Thomas's Kensington wishes to consolidate its premises on two sites in St Albans Grove, including a former school building on a larger site known as Atlantic House.
Local residents objected to the proposals on grounds of noise generated by children in the playground and potential for increased traffic congestion on local roads.
The Claimants sought judicial review on three grounds. Permission to apply for judicial review was granted only on the first ground and a "rolled up" hearing was ordered for the determination of that issue and the renewed application for permission on grounds 2 and 3.
The Claimants’ first ground was that the Council misinterpreted national noise policy in paragraphs 174 and 185 of the National Planning Policy Framework, and local noise policy in Local Plan Policies CE6 and CL5, and erroneously concluded that development giving rise to a "significant observed adverse effect level" would not conflict with those policies. They contended that on a proper interpretation the Noise Policy Statement for England, the Framework and National Planning Practice Guidance did not permit new development that would cause such noise levels.
But the court accepted the Council's case that the noise policies were accurately summarised by the planning officer and there was nothing on the face of her report to members to suggest that she had misinterpreted their terms. The court accepted that the policies contained broad statements as to whether noise levels were "unacceptable" and whether the development was "appropriate for its location" required the exercise of evaluative judgement by the decision-maker which could only be challenged on the ground that it was "irrational" or "perverse" and the Council's decision could not be faulted on those grounds.
The second ground of challenge was that the Council acted irrationally by failing to secure noise mitigation by way of acoustic glazing to a neighbouring property that it had considered necessary to make the development acceptable and that the Council had acted irrationally in placing reliance upon an irrelevant consideration, namely that a planning condition or planning obligation under section 106 could not require works to be carried out to a neighbour’s property.
But the court noted that by the time of the Council's planning committee meeting, site meetings and discussions had taken place regarding mitigation for the affected property and the school had offered to install the acoustic glazing.
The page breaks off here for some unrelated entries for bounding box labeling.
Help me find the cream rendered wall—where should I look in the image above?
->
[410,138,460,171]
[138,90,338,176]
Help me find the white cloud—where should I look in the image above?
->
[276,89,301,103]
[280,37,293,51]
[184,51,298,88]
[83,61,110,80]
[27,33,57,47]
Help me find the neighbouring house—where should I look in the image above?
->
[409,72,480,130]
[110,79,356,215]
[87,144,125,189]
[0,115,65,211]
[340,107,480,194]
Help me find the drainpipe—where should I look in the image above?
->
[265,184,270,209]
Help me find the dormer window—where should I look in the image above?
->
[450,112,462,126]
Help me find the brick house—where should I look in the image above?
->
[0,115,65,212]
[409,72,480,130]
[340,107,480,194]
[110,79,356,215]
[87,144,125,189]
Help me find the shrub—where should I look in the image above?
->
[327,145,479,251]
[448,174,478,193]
In those circumstances, the Council took the view that “it could reasonably be expected that the school would carry out their offer” and so that could not possibly be characterised as an irrational exercise of judgement by the Council, even if other options were available.
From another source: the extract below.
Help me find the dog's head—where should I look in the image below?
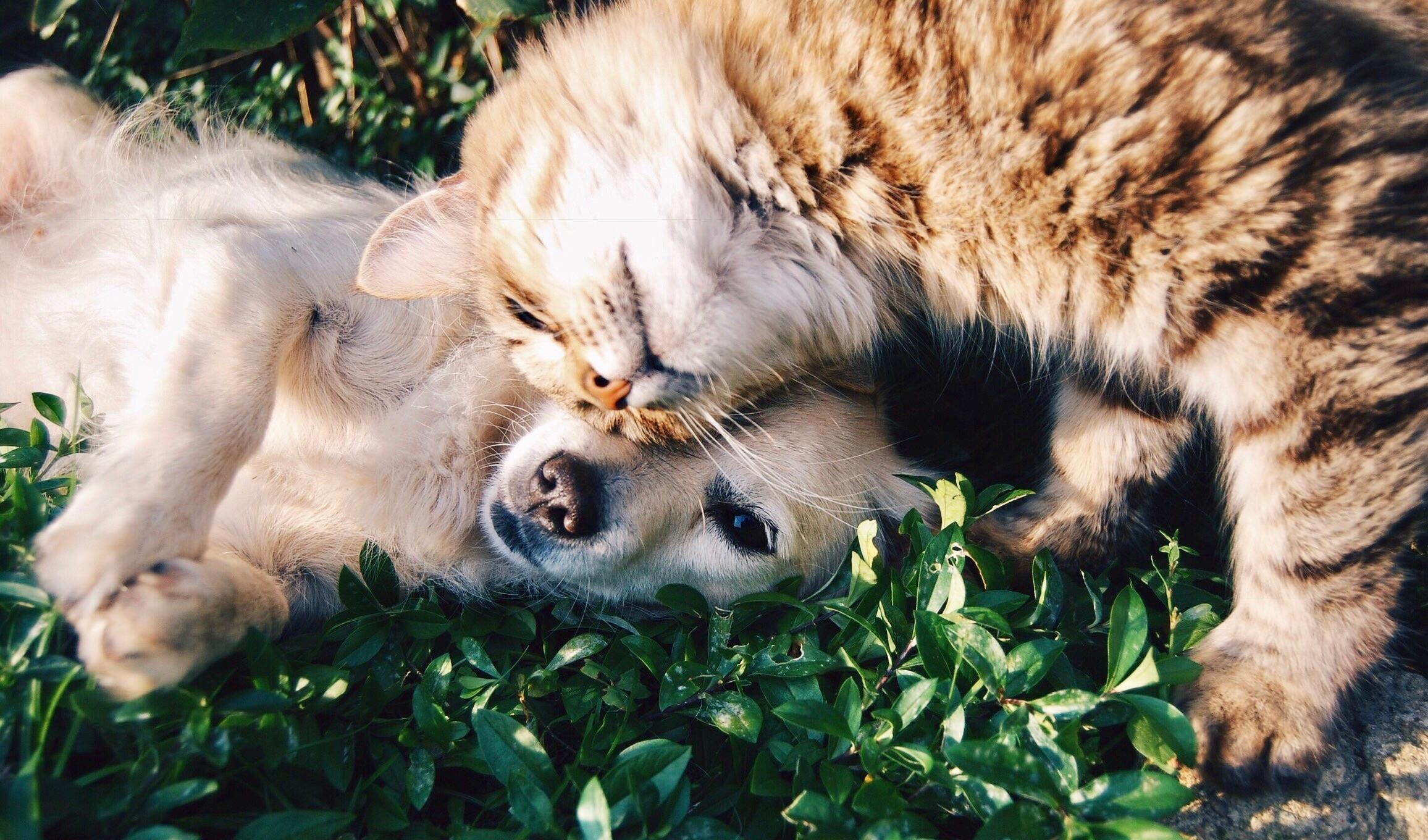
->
[481,384,934,604]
Under the Claimants' third ground, they submitted that the Council had acted irrationally by granting planning permission without securing a "school street", which would restrict vehicle access during school opening and closing times.
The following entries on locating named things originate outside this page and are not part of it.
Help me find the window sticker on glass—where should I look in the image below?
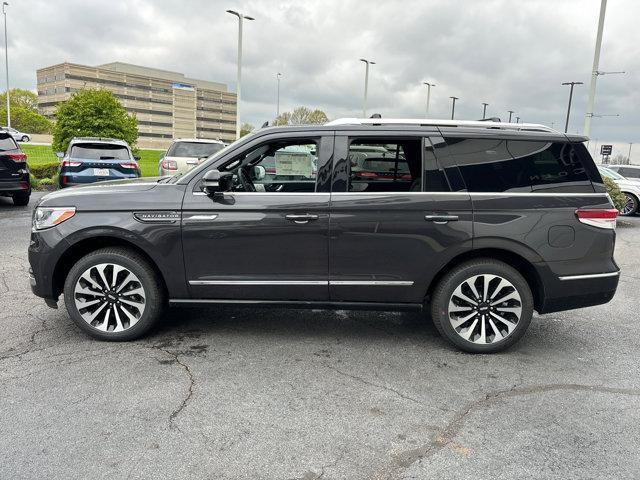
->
[276,152,313,177]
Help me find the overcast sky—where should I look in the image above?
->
[2,0,640,163]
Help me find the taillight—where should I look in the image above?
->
[576,208,618,229]
[7,153,27,163]
[61,160,82,167]
[162,160,178,170]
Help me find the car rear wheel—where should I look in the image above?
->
[12,191,31,207]
[64,248,165,341]
[431,259,533,353]
[620,192,638,217]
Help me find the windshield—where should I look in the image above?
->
[598,167,625,180]
[69,143,131,160]
[167,142,224,158]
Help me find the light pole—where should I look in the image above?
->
[276,72,282,118]
[2,2,11,128]
[227,10,255,140]
[422,82,436,118]
[482,102,489,120]
[563,82,584,133]
[360,58,376,118]
[449,97,459,120]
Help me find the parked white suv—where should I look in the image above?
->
[158,138,225,176]
[598,167,640,216]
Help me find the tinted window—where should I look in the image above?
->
[507,140,593,191]
[447,138,593,192]
[446,138,531,192]
[167,142,224,158]
[0,136,18,150]
[347,137,422,192]
[69,143,131,160]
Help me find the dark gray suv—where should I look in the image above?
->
[29,119,620,352]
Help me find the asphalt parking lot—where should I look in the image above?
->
[0,195,640,480]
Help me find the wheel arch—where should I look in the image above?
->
[52,235,168,298]
[425,247,544,310]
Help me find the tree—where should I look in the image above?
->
[52,89,138,152]
[240,123,256,138]
[0,88,51,133]
[273,107,329,125]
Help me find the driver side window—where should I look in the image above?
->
[226,139,319,193]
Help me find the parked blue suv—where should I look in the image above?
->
[57,137,140,188]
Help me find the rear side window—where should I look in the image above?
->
[69,143,131,160]
[0,137,18,151]
[447,138,593,192]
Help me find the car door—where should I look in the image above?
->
[182,131,333,301]
[329,131,473,303]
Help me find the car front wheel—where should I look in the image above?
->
[64,248,165,341]
[431,259,533,353]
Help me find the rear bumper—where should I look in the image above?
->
[538,270,620,313]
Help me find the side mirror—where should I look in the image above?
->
[251,165,267,180]
[202,170,233,195]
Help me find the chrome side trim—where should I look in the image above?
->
[189,280,413,287]
[329,280,413,287]
[558,270,620,282]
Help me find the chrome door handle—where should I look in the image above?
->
[424,215,458,225]
[284,213,318,224]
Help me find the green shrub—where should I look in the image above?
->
[602,177,627,210]
[29,163,60,178]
But the court again accepted the Council's case that the Claimants' allegation was another thinly veiled challenge to the merits of a planning judgement reached by the Council which involved no arguable legal error.
So the High Court (Lang J) dismissed the claim under Ground 1 and refused permission to apply for judicial review under Grounds 2 and 3 and awarded payment of the Council's costs, see R (Cook and Pickett) v. Royal Borough of Kensington and Chelsea & Thomas's London Day Schools  EWHC 42 (Admin). A copy of the court's judgment can be found here.
The redevelopment of the school will now proceed as planned.